While it's perfectly proper for supply to meet demand in the marketplace for political ridicule, I wondered whether there's an ethical problem
when a magazine editor, whose job is making judgments about what is and is not worthy of publication, makes much of his income from re-publication of collections of a feature whose instances are so often so spectacularly superfluous. Does anyone think that Jacob Weisberg would consider very many of these "Bushisms" worth the space in his (excellent) magazine and the attention of his readers (which include me) ... if he didn't have a personal financial motivation for keeping the Bushisms brand and the Bushisms product line in the public eye?

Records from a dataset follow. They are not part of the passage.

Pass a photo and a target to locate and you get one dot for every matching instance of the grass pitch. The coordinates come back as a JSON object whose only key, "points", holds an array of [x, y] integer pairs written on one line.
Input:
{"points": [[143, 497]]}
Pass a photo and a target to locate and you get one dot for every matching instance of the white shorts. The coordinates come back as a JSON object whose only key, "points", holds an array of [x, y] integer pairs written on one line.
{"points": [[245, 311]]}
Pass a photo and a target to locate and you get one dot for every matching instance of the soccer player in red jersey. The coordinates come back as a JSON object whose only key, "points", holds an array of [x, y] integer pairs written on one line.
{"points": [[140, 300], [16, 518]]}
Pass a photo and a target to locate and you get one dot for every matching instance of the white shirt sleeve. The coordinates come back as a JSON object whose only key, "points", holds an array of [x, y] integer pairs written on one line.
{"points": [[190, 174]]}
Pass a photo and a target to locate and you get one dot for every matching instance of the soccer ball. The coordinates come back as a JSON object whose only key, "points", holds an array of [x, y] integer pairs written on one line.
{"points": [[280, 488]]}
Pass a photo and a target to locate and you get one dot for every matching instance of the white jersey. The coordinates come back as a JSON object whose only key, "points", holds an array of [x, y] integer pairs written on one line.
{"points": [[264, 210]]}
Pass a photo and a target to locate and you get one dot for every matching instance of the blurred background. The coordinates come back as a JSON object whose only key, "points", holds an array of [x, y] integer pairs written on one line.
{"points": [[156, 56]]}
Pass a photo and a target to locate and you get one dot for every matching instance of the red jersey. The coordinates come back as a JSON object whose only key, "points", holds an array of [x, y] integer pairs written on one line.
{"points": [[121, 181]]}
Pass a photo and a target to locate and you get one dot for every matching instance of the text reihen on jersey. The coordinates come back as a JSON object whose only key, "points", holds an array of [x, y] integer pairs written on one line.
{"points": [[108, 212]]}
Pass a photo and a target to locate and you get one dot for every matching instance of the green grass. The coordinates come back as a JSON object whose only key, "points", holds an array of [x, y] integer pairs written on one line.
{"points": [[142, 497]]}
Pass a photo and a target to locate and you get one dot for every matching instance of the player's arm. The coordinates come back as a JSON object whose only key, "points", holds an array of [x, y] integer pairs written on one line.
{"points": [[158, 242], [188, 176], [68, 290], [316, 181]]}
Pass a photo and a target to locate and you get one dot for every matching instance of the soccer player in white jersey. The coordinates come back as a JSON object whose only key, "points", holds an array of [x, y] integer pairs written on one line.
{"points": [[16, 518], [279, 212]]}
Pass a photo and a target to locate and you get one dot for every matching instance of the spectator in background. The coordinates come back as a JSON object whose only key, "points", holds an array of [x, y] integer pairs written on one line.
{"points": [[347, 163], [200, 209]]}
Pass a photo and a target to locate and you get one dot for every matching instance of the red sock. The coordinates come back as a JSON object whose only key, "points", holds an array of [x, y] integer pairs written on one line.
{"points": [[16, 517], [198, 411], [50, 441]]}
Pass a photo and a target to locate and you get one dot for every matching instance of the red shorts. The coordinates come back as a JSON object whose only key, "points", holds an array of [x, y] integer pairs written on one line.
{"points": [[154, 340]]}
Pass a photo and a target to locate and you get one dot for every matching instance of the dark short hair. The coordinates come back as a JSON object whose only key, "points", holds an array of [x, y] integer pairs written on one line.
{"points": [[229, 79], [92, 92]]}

As journalistic conflicts of interest go, I guess this is a venial one. It's not like the DNC is slipping envelopes of cash to Weisberg to reward him for making fun of the president. (Instead, Simon & Schuster is sending him quarterly royalty checks to reward him for making fun of the president.)
Several other bloggers picked up on these questions. Ron Hogan at Galleycat posted the question "Should Slate Lay Off Bush Already?" (Jun3 20, 2006), and
tried emailing Weisberg to solicit a defense of the column and clarify some of the financial issues (like Liberman's guess that the royalties from all that Bush-mocking are "in the same range as what he makes at his day job"), but a week's gone by with no answer.
Not surprisingly, prominent journalists are just as reluctant to answer such questions as politicians and other public figures are. But after reading Hogan's post, I wondered whether there might be a sort of indirect response, in terms of a change in editorial behavior. So I took a look on Slate's site, and found that 12 days after the June 20 item, there has not been another "Bushism of the Week" posted.
However, a bit more investigation suggests that this gap probably doesn't mean anything. Here's a calendar showing the publication dates of the "Bushism of the Day " items so far in 2006 (according to the search function at Slate's site):
There were 26 weeks (less one day) in the first six months of 2006, and 25 "Bushism of the Day " items published at Slate during that same period, according to Slate's index (though the items for 3/24/2006 and 3/26/2006 are duplicates, reducing the count to 24). Though this is roughly one per week, the publication dates (which of course are not the same as the dates of the quotes) are far from being exactly weekly. There was a 21-day gap at the beginning of March, and 20-day gap at the beginning of May. So my guess is that we'll see another flurry of "Bushism of the Day" items in a week or so, as Weisberg (or some intern assigned to the task) keeps the machinery grinding away down at the Bushism mine.